When a tax return selected for audit includes an appraisal for a single work of art or cultural property valued at $50,000 or more, the IRS examining agent or appeals officer must refer the case to Art Appraisal Services for possible referral to the Panel, unless a specific exception exists. The appropriate results from the appraisal may depend on choosing the right appraiser with the right qualifications, especially when taxes are concerned. In the world of checks and balances, the Panel provides advice and makes recommendations to the AAS unit in the Office of Appeals. This Panel, with its own appraisers, helps the IRS review and evaluate the acceptability of tangible personal property appraisals of works of art involved in income, estate and gift tax returns.

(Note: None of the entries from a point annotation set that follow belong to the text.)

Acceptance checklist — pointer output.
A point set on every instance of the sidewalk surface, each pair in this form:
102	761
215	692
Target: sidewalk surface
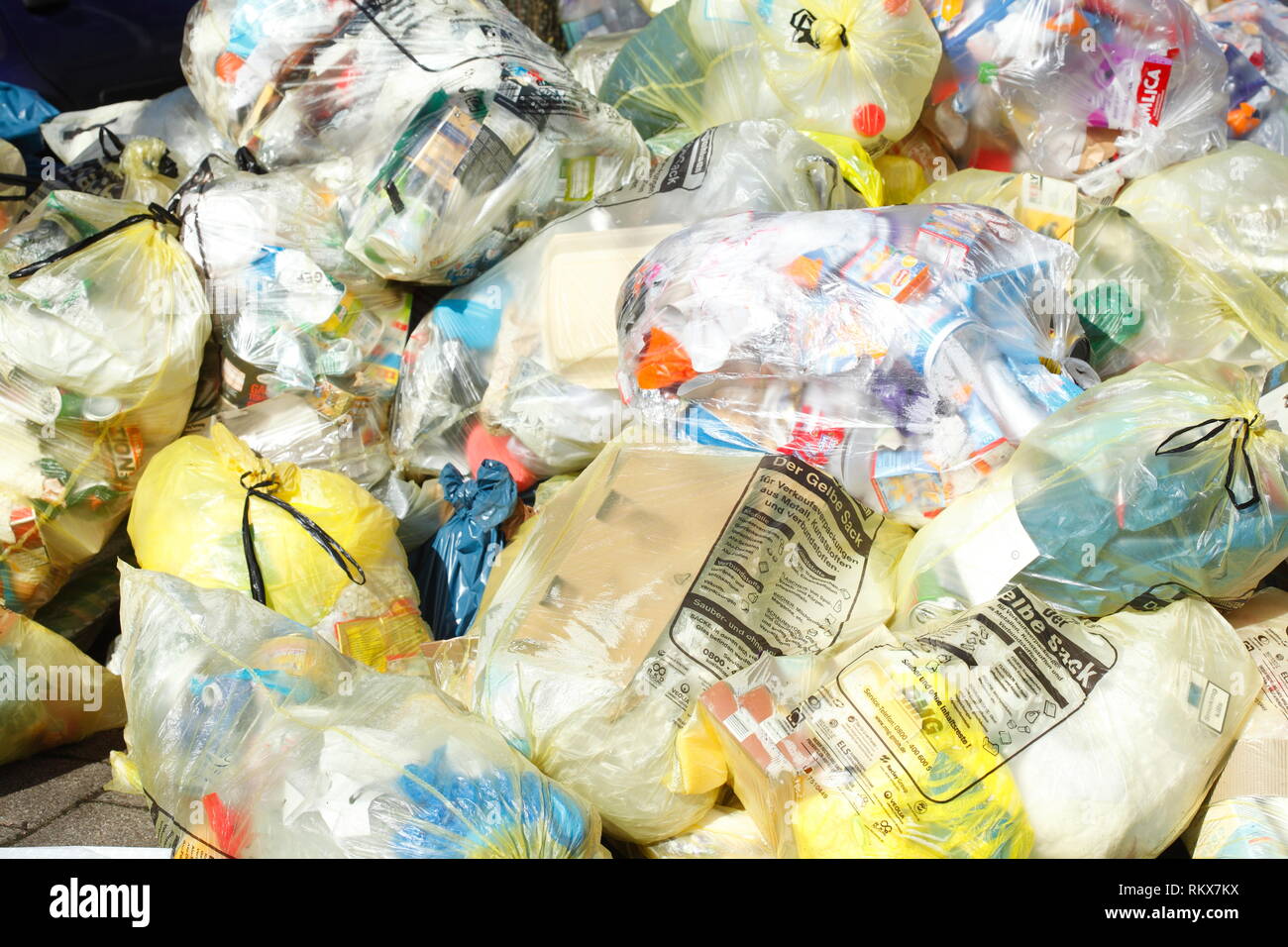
58	799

The IRS defines “qualified appraiser” as an individual who’s earned an appraisal designation from a recognized professional appraisal organization (such as the Appraisal Institute, ASFMRA, NAIFA, ASA, AAA) or has met certain minimum education and experience requirements.
Education requirements.
- Classroom hours (120) in appraisal theory, practice, ethics and methodology and area(s) of appraisal specialization, and
- Uniform Standards of Professional Appraisal Practice Foundation Course (15 hours), and
- 30 semester credit hours from an accredited college, junior college, community college or university, or
- An associate’s degree or higher.
Experience requirements.
- 700 hours appraisal research, development and writing experience, and
- 1,800 hours of market-related experience (at least 900 of which are in the appraiser’s area of specialization), and
- 4,500 hours of market-related personal property, non-appraisal experience in area(s) of specialization, or
- An equivalent combination of market-related personal property appraisal experience and market-related, non-appraisal experience in area(s) of the appraiser’s specialization based on a minimum ratio of
one year to two and a half years.
Continuing education. Seventy hours every five years, which must include at least 20 hours valuation theory-related coursework, and seven hours of a USPAP Update Course every two years or 15 hours of a USPAP Update Course every five years.
The appraiser must:
- Regularly prepare appraisals for which the individual is paid;
- Demonstrate verifiable education and experience in valuing the type of property being appraised;
- Not have been prohibited from practicing before the IRS under IRC Section 330(c) at any time during the 3-year period ending on the date of the appraisal; and
- Not be an excluded individual (someone who’s the donor or recipient of the property).
This piece is adapted from the author’s original article in the March 2018 issue of Trusts & Estates.